Streamblocks uses Pydantic for model validation:

Field Types

from streamblocks import BaseMetadata
from typing import Literal

class TaskMetadata(BaseMetadata):
    block_type: Literal["task"] = "task"

    # Required fields
    title: str

    # Optional fields with defaults
    priority: str = "normal"
    assignee: str | None = None

    # Typed fields
    tags: list[str] = []
    due_date: str | None = None

Field Validators

from pydantic import field_validator

class TaskMetadata(BaseMetadata):
    block_type: Literal["task"] = "task"
    priority: str = "normal"

    @field_validator("priority")
    @classmethod
    def validate_priority(cls, v: str) -> str:
        valid_priorities = {"low", "normal", "high", "critical"}
        if v not in valid_priorities:
            raise ValueError(f"priority must be one of {valid_priorities}")
        return v

Model Validators

from pydantic import model_validator

class DateRangeMetadata(BaseMetadata):
    block_type: Literal["event"] = "event"
    start_date: str
    end_date: str

    @model_validator(mode="after")
    def validate_dates(self) -> "DateRangeMetadata":
        if self.end_date < self.start_date:
            raise ValueError("end_date must be after start_date")
        return self

Content Validation

Basic Content Validation

from streamblocks import BaseContent
from pydantic import model_validator

class JSONContent(BaseContent):
    data: dict | None = None

    @classmethod
    def parse(cls, raw_text: str) -> "JSONContent":
        import json
        try:
            data = json.loads(raw_text)
        except json.JSONDecodeError:
            data = None
        return cls(raw_content=raw_text, data=data)

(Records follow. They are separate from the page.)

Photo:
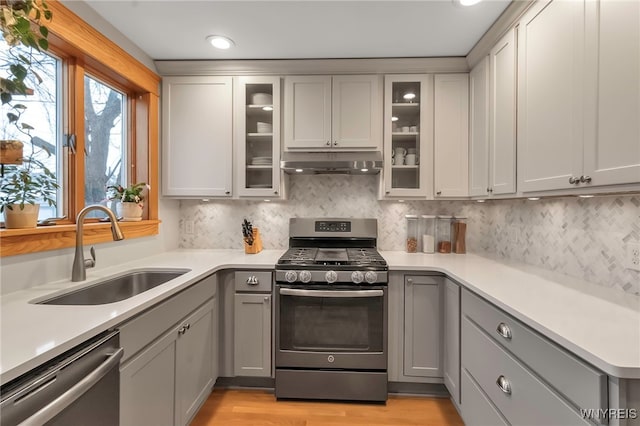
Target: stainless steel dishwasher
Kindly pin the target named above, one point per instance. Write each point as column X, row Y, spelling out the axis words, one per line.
column 79, row 387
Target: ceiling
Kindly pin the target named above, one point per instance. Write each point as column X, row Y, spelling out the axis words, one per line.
column 176, row 29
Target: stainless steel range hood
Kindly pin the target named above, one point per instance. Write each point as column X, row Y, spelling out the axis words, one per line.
column 369, row 162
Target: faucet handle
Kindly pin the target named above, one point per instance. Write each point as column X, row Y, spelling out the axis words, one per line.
column 90, row 263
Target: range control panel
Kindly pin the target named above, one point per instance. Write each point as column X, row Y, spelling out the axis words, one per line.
column 333, row 226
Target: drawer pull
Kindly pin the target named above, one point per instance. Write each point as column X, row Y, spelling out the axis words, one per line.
column 504, row 330
column 504, row 385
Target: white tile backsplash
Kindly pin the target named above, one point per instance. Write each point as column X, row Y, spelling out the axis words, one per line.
column 582, row 238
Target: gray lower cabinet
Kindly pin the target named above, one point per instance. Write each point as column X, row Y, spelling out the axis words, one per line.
column 512, row 370
column 165, row 377
column 451, row 339
column 252, row 335
column 252, row 324
column 423, row 317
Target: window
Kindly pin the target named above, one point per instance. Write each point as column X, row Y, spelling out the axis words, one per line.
column 42, row 113
column 97, row 112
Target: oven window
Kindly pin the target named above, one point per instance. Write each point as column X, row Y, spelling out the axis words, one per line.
column 331, row 324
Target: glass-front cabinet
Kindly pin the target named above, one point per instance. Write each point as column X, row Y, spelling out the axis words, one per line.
column 258, row 136
column 408, row 136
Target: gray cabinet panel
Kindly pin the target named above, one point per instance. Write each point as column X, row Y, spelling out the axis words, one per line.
column 578, row 381
column 254, row 281
column 477, row 409
column 423, row 326
column 194, row 372
column 252, row 335
column 528, row 401
column 146, row 327
column 451, row 339
column 147, row 385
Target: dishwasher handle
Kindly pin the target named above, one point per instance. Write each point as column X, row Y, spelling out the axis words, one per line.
column 56, row 406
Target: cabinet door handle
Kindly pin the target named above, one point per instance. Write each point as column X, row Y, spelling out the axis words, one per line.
column 504, row 330
column 504, row 385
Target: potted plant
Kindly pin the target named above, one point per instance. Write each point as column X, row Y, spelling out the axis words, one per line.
column 129, row 200
column 26, row 181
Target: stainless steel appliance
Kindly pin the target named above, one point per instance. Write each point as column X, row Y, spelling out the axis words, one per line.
column 80, row 387
column 331, row 312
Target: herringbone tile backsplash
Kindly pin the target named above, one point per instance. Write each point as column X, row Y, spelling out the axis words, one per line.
column 582, row 238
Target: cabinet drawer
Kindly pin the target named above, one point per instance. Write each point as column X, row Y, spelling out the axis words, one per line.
column 146, row 327
column 255, row 281
column 576, row 380
column 528, row 400
column 477, row 410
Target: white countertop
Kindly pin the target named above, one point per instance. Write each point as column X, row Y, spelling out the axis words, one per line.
column 600, row 325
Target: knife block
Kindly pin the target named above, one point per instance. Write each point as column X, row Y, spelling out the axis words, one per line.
column 256, row 247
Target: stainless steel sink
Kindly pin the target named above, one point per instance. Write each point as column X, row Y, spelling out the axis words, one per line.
column 116, row 288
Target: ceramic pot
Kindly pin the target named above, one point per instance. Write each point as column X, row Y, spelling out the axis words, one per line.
column 21, row 218
column 130, row 212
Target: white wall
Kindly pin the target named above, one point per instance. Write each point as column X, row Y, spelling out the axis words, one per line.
column 24, row 271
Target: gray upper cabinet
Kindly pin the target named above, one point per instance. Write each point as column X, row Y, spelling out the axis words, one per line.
column 451, row 339
column 423, row 349
column 197, row 137
column 327, row 113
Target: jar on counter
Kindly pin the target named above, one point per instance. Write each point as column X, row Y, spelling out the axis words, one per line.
column 443, row 234
column 458, row 234
column 428, row 233
column 412, row 233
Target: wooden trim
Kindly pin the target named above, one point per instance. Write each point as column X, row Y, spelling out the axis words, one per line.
column 72, row 29
column 281, row 67
column 23, row 241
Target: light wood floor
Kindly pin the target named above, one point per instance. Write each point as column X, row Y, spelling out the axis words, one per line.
column 260, row 408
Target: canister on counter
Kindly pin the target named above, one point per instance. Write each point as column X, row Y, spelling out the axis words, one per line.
column 428, row 232
column 458, row 234
column 443, row 234
column 412, row 233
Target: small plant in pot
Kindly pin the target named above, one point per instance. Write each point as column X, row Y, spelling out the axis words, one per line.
column 25, row 180
column 130, row 200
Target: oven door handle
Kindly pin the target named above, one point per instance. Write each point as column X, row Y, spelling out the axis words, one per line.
column 330, row 293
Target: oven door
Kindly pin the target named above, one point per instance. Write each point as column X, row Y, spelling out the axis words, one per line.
column 331, row 327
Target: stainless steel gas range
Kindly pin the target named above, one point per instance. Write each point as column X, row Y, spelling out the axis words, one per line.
column 331, row 312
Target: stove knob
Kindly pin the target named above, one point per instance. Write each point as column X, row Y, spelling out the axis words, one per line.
column 371, row 277
column 357, row 277
column 290, row 276
column 305, row 276
column 331, row 277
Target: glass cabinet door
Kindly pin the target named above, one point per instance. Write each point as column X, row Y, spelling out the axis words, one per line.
column 408, row 141
column 258, row 136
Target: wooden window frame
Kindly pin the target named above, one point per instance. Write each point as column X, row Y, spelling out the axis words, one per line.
column 84, row 48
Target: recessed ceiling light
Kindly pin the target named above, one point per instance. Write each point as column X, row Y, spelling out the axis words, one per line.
column 220, row 42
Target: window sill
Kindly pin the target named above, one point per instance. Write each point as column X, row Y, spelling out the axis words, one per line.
column 23, row 241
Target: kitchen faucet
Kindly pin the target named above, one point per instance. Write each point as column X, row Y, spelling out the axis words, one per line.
column 78, row 272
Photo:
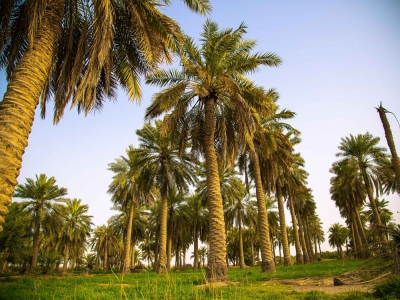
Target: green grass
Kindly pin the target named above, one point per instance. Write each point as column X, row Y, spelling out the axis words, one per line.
column 247, row 283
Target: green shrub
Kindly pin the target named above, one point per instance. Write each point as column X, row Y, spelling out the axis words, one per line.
column 389, row 289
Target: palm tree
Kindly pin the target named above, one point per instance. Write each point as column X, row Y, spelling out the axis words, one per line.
column 198, row 215
column 211, row 82
column 385, row 215
column 364, row 149
column 203, row 254
column 125, row 191
column 71, row 49
column 132, row 228
column 176, row 217
column 41, row 194
column 75, row 228
column 241, row 212
column 16, row 237
column 163, row 161
column 348, row 192
column 337, row 237
column 104, row 241
column 389, row 138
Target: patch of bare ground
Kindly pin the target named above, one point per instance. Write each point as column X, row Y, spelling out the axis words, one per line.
column 216, row 284
column 352, row 281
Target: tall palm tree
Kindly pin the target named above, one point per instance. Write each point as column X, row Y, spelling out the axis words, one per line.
column 75, row 228
column 125, row 191
column 104, row 241
column 240, row 212
column 42, row 193
column 211, row 82
column 177, row 216
column 74, row 51
column 385, row 215
column 370, row 157
column 389, row 139
column 132, row 227
column 199, row 216
column 163, row 163
column 16, row 237
column 348, row 192
column 337, row 237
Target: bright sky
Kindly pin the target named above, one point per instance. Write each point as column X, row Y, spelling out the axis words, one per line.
column 340, row 59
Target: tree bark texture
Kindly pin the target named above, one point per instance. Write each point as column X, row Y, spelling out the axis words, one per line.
column 127, row 244
column 287, row 261
column 36, row 236
column 17, row 110
column 216, row 268
column 66, row 254
column 389, row 138
column 303, row 242
column 162, row 261
column 299, row 255
column 267, row 261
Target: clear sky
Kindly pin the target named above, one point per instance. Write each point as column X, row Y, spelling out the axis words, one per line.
column 340, row 59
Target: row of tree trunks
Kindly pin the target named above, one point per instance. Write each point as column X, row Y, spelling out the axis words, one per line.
column 299, row 254
column 282, row 222
column 267, row 261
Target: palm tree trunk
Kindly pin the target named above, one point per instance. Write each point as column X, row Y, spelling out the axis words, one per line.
column 299, row 255
column 127, row 244
column 216, row 268
column 196, row 248
column 133, row 250
column 97, row 261
column 267, row 261
column 17, row 110
column 287, row 261
column 241, row 254
column 35, row 250
column 374, row 209
column 252, row 253
column 162, row 262
column 66, row 254
column 302, row 240
column 361, row 233
column 169, row 245
column 156, row 252
column 389, row 138
column 105, row 256
column 315, row 247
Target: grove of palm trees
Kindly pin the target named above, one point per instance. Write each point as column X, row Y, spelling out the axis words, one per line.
column 213, row 171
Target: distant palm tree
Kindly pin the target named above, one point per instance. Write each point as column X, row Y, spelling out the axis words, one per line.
column 137, row 226
column 16, row 237
column 104, row 241
column 240, row 212
column 364, row 149
column 75, row 228
column 199, row 224
column 205, row 97
column 338, row 235
column 203, row 254
column 389, row 138
column 42, row 194
column 74, row 51
column 385, row 215
column 126, row 192
column 163, row 162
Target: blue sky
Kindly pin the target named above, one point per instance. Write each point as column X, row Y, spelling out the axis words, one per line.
column 340, row 59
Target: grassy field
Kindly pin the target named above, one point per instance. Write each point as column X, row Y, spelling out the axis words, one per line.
column 247, row 283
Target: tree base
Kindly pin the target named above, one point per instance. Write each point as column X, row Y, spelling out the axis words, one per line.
column 162, row 270
column 267, row 266
column 217, row 272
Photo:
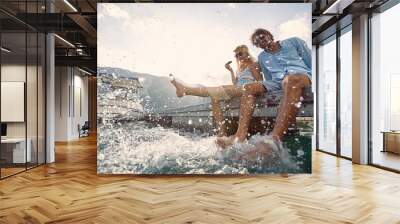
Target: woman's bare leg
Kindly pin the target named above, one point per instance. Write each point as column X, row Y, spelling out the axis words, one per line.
column 247, row 106
column 182, row 90
column 218, row 92
column 218, row 116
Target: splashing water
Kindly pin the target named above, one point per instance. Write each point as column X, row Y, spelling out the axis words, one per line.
column 137, row 148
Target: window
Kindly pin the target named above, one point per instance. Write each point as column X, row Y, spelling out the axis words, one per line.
column 346, row 93
column 385, row 88
column 327, row 96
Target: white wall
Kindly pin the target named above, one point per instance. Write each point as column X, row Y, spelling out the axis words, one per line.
column 69, row 81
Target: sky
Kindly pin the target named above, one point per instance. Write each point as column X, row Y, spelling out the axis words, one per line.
column 191, row 41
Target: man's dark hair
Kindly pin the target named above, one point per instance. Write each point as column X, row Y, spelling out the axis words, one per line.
column 260, row 31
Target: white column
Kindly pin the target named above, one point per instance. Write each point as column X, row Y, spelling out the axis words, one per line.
column 360, row 90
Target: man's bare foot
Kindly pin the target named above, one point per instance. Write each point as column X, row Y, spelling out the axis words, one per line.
column 221, row 133
column 260, row 149
column 225, row 142
column 180, row 88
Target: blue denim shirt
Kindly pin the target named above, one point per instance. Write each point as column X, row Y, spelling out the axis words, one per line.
column 293, row 57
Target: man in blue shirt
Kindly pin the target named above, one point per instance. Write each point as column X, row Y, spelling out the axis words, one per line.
column 286, row 65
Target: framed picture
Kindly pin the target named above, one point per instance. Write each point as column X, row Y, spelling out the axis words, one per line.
column 206, row 88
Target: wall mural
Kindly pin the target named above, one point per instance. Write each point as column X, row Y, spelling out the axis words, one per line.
column 204, row 88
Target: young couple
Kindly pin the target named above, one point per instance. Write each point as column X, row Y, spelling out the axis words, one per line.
column 285, row 65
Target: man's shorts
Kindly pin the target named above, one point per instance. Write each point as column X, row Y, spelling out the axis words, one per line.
column 275, row 85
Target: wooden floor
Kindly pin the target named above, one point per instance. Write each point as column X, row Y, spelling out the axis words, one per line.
column 70, row 191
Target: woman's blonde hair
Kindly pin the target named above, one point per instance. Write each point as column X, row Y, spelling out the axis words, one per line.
column 243, row 48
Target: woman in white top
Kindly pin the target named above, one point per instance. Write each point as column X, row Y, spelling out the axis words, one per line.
column 248, row 71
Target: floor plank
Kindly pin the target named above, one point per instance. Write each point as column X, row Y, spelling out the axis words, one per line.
column 70, row 191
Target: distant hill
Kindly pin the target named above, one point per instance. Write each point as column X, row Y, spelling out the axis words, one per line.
column 157, row 91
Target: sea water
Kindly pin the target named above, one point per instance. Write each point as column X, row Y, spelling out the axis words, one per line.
column 137, row 147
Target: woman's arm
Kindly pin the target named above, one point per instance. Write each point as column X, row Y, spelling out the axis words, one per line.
column 228, row 66
column 255, row 71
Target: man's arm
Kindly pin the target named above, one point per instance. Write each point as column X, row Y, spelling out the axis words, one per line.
column 264, row 70
column 233, row 77
column 255, row 71
column 304, row 51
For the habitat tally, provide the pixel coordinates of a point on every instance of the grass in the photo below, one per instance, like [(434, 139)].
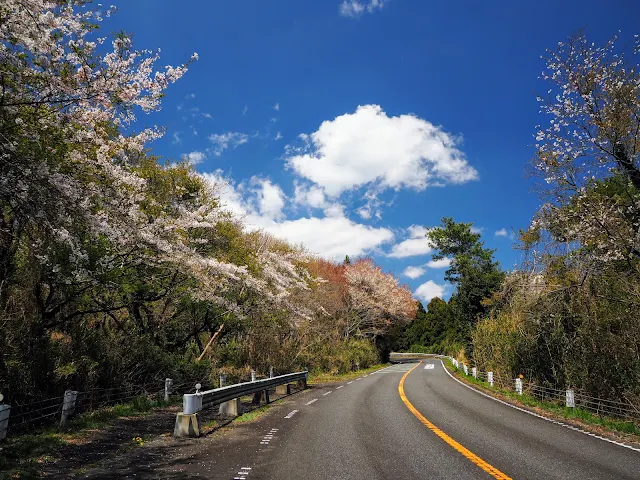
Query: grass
[(21, 456), (556, 410), (324, 377)]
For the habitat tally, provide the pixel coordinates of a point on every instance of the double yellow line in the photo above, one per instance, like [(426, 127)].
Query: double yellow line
[(491, 470)]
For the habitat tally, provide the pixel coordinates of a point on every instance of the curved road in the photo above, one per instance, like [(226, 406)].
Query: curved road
[(364, 430)]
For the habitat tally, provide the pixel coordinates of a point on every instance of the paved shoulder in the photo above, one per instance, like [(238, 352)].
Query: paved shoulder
[(520, 445)]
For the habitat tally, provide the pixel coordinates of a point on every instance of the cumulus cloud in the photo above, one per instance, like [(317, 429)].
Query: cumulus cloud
[(429, 290), (332, 236), (311, 196), (355, 8), (443, 263), (270, 199), (222, 141), (369, 148), (194, 157), (413, 272), (416, 244)]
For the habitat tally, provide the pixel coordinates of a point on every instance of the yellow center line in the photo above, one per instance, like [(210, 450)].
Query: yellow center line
[(450, 441)]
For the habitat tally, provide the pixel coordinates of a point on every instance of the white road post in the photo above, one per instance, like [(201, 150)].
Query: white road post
[(168, 385), (4, 418), (68, 406), (571, 399)]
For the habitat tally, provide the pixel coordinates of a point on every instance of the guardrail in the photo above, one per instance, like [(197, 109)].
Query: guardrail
[(569, 398), (228, 397)]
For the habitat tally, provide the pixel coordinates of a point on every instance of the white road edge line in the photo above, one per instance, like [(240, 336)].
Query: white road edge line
[(565, 425)]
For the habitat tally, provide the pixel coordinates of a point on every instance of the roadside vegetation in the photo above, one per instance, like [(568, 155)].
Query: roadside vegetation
[(566, 317), (550, 409), (119, 268)]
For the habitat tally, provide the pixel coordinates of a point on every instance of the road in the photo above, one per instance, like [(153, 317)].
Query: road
[(364, 429)]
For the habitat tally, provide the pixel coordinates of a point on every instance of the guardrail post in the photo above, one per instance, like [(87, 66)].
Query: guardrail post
[(4, 418), (168, 385), (68, 406), (571, 399), (231, 407), (187, 421)]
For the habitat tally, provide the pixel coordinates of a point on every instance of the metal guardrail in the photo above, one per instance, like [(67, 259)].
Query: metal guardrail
[(194, 402)]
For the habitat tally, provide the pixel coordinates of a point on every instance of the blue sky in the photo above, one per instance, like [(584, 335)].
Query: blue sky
[(352, 125)]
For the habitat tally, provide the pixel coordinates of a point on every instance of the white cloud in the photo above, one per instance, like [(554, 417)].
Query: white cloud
[(417, 231), (368, 147), (429, 290), (443, 263), (222, 141), (364, 212), (413, 272), (416, 244), (410, 248), (194, 157), (355, 8), (310, 196), (332, 236), (270, 198)]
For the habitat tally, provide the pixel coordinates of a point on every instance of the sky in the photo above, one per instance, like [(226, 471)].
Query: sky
[(352, 126)]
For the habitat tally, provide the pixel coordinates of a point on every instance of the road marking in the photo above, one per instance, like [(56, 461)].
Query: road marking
[(565, 425), (491, 470)]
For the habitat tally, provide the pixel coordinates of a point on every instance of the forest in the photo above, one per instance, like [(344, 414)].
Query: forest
[(119, 267)]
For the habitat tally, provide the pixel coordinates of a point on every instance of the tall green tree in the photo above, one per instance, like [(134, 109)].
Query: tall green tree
[(473, 271)]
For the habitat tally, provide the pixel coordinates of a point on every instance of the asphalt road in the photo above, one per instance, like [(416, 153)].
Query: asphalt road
[(363, 430)]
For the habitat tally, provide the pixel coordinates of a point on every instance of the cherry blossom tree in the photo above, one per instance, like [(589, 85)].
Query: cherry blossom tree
[(587, 155), (376, 299)]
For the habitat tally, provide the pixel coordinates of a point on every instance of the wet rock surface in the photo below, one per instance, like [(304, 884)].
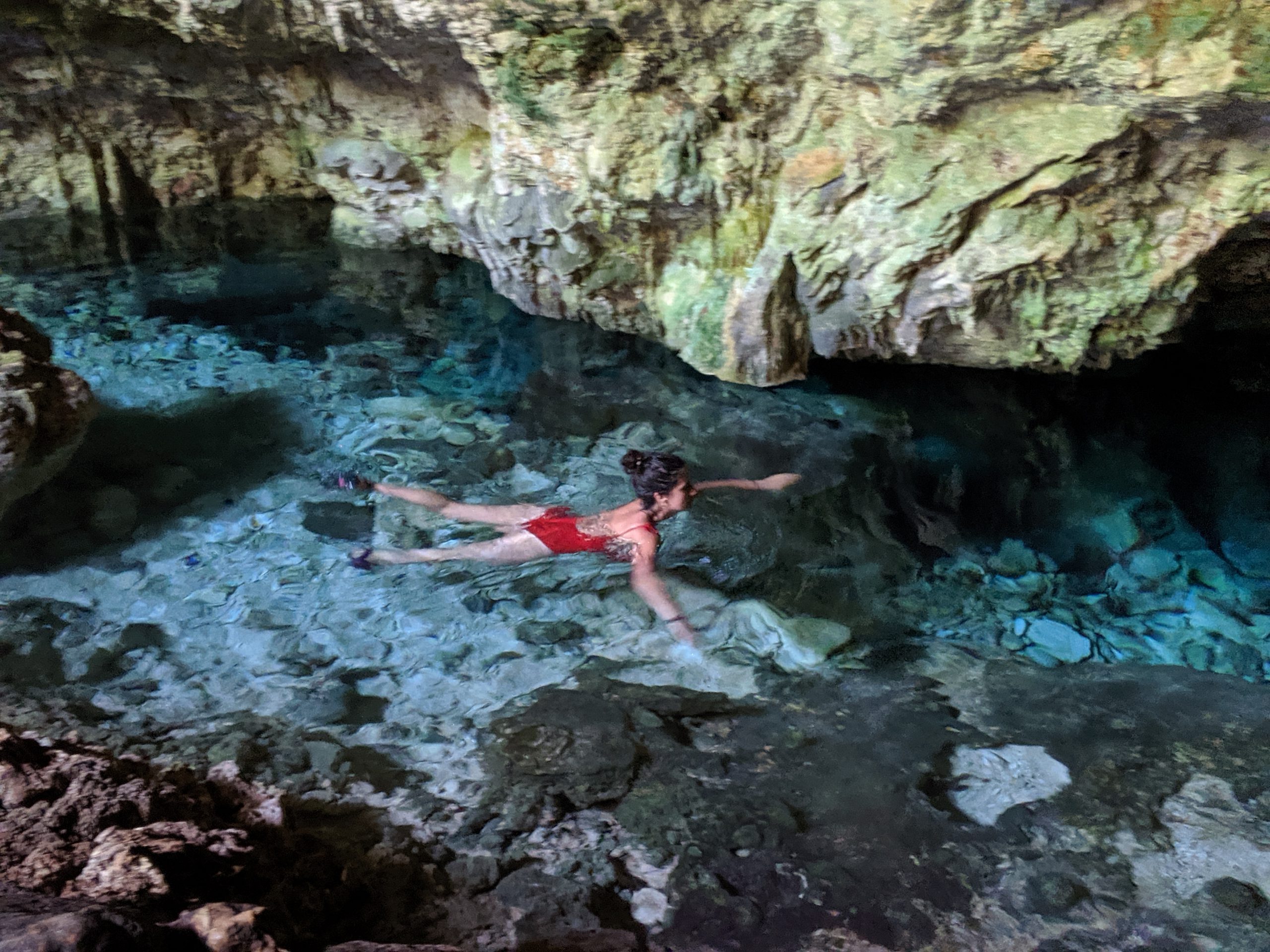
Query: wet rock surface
[(45, 411)]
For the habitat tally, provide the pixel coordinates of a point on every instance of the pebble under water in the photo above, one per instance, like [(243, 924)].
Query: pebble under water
[(1071, 570)]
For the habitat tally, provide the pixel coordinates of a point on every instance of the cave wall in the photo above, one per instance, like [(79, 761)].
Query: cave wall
[(968, 182)]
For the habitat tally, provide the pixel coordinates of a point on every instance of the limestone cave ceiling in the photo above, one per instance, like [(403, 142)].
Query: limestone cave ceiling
[(754, 183)]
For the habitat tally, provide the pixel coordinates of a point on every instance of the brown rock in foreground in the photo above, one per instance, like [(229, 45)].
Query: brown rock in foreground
[(44, 409), (79, 823)]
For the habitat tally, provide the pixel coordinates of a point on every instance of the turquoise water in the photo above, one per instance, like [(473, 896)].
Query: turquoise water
[(182, 591)]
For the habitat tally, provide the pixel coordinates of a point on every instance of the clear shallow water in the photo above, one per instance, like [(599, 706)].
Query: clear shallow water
[(182, 591)]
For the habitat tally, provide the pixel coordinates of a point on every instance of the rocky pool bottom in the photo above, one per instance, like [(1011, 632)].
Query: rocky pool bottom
[(991, 677)]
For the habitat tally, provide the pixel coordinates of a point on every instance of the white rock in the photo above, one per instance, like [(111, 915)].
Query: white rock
[(1062, 642), (649, 907), (1214, 837), (994, 780)]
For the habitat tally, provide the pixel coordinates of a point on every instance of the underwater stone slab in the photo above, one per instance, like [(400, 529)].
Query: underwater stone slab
[(994, 780), (1060, 640)]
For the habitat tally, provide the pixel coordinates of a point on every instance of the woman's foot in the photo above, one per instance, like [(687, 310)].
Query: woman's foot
[(348, 480)]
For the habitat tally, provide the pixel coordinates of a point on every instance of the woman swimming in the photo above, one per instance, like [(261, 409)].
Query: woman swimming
[(627, 534)]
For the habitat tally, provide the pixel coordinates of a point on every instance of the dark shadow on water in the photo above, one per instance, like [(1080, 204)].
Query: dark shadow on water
[(139, 470)]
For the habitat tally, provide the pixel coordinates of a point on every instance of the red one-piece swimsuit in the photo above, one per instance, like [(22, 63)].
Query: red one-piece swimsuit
[(558, 530)]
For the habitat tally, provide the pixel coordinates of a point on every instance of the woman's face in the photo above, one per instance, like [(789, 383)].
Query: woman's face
[(679, 498)]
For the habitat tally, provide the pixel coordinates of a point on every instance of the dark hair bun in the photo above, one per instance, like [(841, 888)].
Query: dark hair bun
[(634, 463)]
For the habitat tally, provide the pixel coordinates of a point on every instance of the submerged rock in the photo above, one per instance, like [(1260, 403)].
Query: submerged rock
[(1058, 640), (44, 411), (994, 780)]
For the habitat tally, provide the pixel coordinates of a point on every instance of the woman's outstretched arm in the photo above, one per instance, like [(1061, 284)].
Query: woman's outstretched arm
[(780, 480), (649, 587)]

    @model_validator(mode="after")
    def validate_json(self) -> "JSONContent":
        if self.raw_content.strip() and self.data is None:
            raise ValueError("Content must be valid JSON")
        return self

Content Format Validation

class CodeContent(BaseContent):
    language: str = "text"
    is_valid: bool = True
    syntax_errors: list[str] = []

    @classmethod
    def parse(cls, raw_text: str) -> "CodeContent":
        content = cls(raw_content=raw_text)

        # Validate Python syntax
        if content.language == "python":
            import ast
            try:
                ast.parse(raw_text)
            except SyntaxError as e:
                content.is_valid = False
                content.syntax_errors.append(str(e))

        return content

Validation Errors

BlockErrorCode

from streamblocks import BlockErrorCode

class BlockErrorCode(Enum):
    """Error codes for block rejection."""

    INVALID_HEADER = "invalid_header"
    INVALID_METADATA = "invalid_metadata"
    INVALID_CONTENT = "invalid_content"
    VALIDATION_FAILED = "validation_failed"
    MAX_SIZE_EXCEEDED = "max_size_exceeded"
    UNCLOSED_BLOCK = "unclosed_block"
    UNKNOWN_BLOCK_TYPE = "unknown_block_type"

BlockRejection

from streamblocks import BlockRejection

@dataclass
class BlockRejection:
    """Information about a rejected block."""

    reason: BlockErrorCode
    message: str
    partial_content: str | None = None
    line_number: int | None = None

Handling Rejections

async for event in processor.process_stream(stream):
    if event.type == EventType.BLOCK_REJECTED:
        rejection = event.rejection

        match rejection.reason:
            case BlockErrorCode.INVALID_METADATA:
                logger.warning(f"Invalid metadata: {rejection.message}")
            case BlockErrorCode.INVALID_CONTENT:
                logger.warning(f"Invalid content: {rejection.message}")
            case BlockErrorCode.MAX_SIZE_EXCEEDED:
                logger.warning("Block too large")
            case BlockErrorCode.UNKNOWN_BLOCK_TYPE:
                logger.warning(f"Unknown type: {rejection.message}")

Validation Strategies

Strict Validation

Reject any invalid blocks:

class StrictMetadata(BaseMetadata):
    block_type: Literal["strict"] = "strict"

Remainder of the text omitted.